On his new album Come On Home Dan Rodriguez uses a mixed palette of heartland rock, pop-country (as in the title track) and ’70s-style soul-rock à la Atlanta Rhythm Section or Bob Seger (“New Kind of Love”) to create a retro vista. The bands of that era might have envied the crisp production of this set, but more enviable is Rodriguez’s stone-sharp voice, strong and flexible enough to convey all the emotions in his straightforward if sometimes trite lyrics.
Top moments like “California” with its strong chorus and rhythmic punch and the riff-driven soul of “New Kind of Love” contrast with weaker efforts like the throwaway “It’s About You” and the vague clichés of the lightweight “Rum River.” (The time when it was OK to write lines like “working my hands to the bone” and “a heart that’s filled with hopes and dreams” has been gone for decades if not centuries, if you ask me.) Too often Rodriguez relies on alcohol imagery to cheaply evoke a setting or mood, too.

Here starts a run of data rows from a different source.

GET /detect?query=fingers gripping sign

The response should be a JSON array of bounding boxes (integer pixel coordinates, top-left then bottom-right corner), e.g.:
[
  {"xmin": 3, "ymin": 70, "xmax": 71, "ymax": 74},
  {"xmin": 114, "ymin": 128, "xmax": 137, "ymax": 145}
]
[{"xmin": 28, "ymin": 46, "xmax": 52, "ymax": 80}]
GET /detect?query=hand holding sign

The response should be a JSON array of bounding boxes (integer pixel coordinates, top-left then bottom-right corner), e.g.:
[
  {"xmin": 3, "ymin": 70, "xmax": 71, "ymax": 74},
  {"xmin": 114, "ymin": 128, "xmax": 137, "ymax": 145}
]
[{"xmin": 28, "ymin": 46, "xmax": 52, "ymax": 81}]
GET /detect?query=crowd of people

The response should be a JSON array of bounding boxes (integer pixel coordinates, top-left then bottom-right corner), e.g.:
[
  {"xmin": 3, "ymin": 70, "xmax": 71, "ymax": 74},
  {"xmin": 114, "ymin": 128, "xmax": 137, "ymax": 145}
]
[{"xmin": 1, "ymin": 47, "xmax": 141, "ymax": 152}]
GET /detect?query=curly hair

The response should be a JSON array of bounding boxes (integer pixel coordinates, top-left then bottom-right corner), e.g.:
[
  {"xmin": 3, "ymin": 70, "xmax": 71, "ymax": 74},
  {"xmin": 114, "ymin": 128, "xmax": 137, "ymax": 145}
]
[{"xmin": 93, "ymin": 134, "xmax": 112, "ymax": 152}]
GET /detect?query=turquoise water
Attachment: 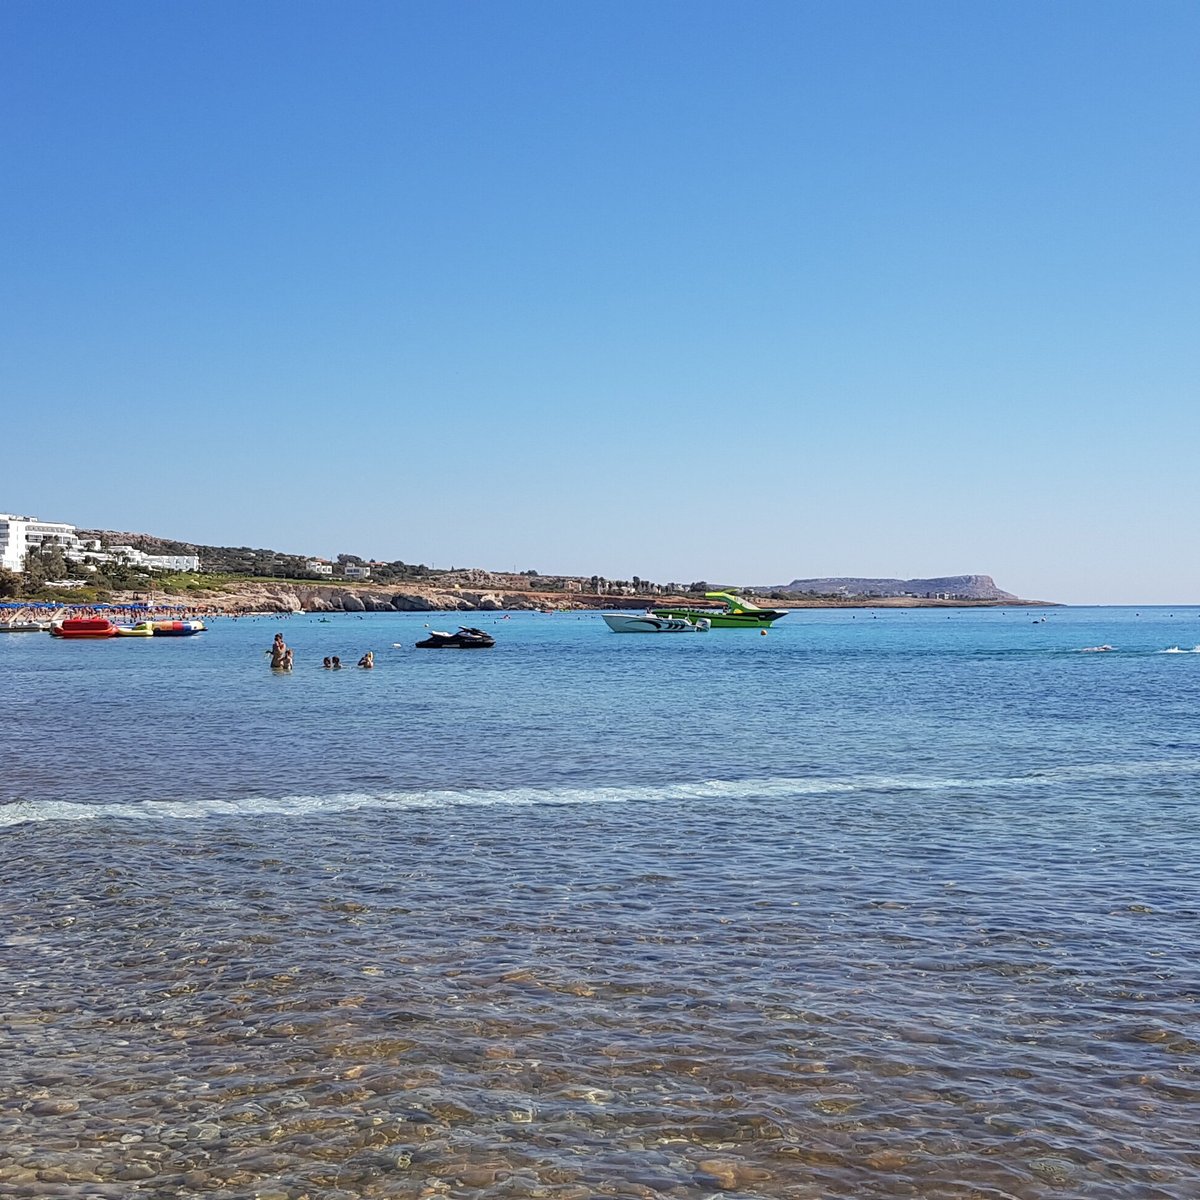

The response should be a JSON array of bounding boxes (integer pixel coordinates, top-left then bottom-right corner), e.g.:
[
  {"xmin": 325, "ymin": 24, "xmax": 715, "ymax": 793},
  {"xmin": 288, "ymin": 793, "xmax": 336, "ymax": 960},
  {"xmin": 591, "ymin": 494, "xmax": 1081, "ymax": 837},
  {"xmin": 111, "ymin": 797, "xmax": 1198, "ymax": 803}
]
[{"xmin": 3, "ymin": 607, "xmax": 1200, "ymax": 1197}]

But at its best, the songwriting achieves a delicate, inspired simplicity, as in the gently swinging love song “Storm” with its exquisite soft arrangement and crystalline vocals, or the Beatle-esque acoustic pop of “I’ll Be Waiting (When You Come Home),” which was used in a Budweiser ad campaign.
“Milk & Honey” with its Motown beat, soulful organ and R&B-inflected vocals and “Second Chances” with its smooth ’80s-rock moves are invigorating. “I don’t need fame and money/I don’t need milk and honey/I only need her love.” That’s simple, classic stuff – common phrases or lyrical signifiers put together in new ways and set in clear melodies. It’s one of Rodriguez’s strengths. When the songwriting and his melodic and vocal talents click, they click securely.
Sailing through the whole set is Rodriguez’s fine voice, a pleasure to listen to whatever he’s singing about and however evocatively (or not) he’s putting it. His vocals and his melodicism allow him to succeed with the wide stylistic vocabulary he filters through his own sensibility.